From other sources we learn that Henry’s legal reforms were in full operation. He had restored the machinery of the Exchequer, and with it the method of raising revenue which had been arranged in his grandfather’s time. That revenue arose, firstly, from the ferm or rent of the counties; that is, the sum paid by the sheriffs as royal stewards; by way of composition for the rents of royal lands in the shire, and the ordinary proceeds of the fines and other payments made in the ancient shiremoot or county court; secondly, from the Danegeld, a tax of two shillings on the hide of land, originally levied as tribute to the Danes under Ethelred, but continued, like the Income Tax, as a convenient ordinary resource; thirdly, from the feudal revenue, arising from the profits of marriages, wardships, transfers of land, successions, and the like, and from the aids demanded by the king from the several barons or communities that owed him feudal support. To these we may add a fourth source, the proceeds of courts of justice, held by the king’s officers to determine causes for which the ancient popular courts were not thought competent; such as began with suits between the king’s immediate dependents, and by degrees extended to all the civil and criminal jurisdiction of the country. Judicature and finance were thus bound very closely together; the sheriffs were not only tax-gatherers but executors of the law, and every improvement in the law was made to increase the income of the Exchequer.
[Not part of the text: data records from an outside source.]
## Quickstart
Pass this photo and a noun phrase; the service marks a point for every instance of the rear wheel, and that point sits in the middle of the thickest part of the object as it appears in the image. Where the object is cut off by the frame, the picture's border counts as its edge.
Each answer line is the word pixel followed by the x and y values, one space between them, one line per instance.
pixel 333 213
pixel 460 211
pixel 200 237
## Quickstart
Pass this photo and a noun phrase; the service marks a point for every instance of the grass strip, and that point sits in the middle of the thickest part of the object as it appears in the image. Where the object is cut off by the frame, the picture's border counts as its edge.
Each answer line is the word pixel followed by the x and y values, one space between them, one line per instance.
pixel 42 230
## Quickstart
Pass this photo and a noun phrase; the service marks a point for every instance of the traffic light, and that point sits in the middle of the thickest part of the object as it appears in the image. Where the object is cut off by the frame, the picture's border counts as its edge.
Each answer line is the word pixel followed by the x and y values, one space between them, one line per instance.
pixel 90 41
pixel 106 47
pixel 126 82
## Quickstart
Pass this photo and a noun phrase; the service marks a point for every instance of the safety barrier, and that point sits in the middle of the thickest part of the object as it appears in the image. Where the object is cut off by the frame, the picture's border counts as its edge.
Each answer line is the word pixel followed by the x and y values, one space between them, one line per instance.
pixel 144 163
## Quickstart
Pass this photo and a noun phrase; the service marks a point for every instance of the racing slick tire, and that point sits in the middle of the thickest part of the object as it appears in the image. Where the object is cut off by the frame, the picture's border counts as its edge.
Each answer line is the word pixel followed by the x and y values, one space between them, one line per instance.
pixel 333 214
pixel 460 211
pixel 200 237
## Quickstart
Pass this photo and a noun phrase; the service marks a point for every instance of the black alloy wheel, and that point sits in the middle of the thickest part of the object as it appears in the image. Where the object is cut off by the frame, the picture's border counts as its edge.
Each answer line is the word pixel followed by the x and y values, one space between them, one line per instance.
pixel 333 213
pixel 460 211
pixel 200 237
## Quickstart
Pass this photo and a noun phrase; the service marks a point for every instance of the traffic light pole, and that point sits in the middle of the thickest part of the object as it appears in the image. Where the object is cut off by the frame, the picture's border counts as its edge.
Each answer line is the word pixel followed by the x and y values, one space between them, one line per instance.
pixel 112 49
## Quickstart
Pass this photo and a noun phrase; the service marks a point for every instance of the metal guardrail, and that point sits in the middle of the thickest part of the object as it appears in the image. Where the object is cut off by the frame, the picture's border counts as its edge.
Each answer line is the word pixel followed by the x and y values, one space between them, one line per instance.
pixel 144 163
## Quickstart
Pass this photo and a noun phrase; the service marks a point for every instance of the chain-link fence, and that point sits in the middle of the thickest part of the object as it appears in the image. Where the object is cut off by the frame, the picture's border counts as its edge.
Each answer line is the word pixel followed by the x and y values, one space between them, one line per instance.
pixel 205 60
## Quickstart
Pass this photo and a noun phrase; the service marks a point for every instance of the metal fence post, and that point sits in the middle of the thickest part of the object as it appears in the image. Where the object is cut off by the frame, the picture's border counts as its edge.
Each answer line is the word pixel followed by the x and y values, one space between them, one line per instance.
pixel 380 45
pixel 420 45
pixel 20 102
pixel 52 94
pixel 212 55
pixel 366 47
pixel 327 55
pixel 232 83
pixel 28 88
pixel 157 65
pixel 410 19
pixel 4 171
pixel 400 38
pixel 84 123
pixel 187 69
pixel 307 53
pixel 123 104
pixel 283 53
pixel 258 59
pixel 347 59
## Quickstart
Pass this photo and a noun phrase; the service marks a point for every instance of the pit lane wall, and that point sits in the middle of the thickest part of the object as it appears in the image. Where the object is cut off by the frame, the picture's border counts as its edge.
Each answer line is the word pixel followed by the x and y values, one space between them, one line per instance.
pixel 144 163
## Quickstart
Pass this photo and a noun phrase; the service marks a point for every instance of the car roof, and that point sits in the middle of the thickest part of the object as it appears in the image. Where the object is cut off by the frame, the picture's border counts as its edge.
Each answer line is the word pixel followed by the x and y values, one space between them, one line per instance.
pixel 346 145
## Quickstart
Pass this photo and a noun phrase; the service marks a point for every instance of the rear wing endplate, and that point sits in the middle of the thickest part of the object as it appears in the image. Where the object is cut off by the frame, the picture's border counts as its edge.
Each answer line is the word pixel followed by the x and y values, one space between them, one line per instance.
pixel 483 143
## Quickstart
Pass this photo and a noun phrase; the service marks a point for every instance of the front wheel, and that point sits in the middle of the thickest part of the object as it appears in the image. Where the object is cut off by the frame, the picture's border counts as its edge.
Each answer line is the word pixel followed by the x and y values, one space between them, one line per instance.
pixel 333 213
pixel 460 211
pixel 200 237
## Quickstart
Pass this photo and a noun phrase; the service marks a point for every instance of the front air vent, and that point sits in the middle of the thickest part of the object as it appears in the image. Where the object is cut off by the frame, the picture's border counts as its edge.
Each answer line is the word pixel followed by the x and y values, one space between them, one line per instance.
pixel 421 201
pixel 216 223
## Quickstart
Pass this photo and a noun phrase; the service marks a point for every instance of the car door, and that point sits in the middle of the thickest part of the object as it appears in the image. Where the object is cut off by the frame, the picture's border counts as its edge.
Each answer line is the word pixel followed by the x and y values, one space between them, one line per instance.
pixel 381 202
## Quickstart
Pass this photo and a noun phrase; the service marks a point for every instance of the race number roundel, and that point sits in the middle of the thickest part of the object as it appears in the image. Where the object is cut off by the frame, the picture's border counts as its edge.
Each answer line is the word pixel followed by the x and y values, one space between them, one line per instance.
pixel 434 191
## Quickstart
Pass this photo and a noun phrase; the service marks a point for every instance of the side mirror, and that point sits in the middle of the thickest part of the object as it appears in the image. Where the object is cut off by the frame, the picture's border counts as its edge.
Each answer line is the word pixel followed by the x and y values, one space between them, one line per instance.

To this we must attribute the means taken by Henry to administer justice in the counties, sending some of the chief members of his judicial staff, year after year, through the country, forcing their way into the estates and castles of the most despotic nobles, and spreading the feeling of security together with the sense of loyalty, and the conviction that ready justice was well worth the money that it seemed to cost. Besides the revival of the provincial judicature in this shape Henry, from the beginning of the reign, added form and organization to the proceedings of his supreme court of justice, which comes into prominence later on.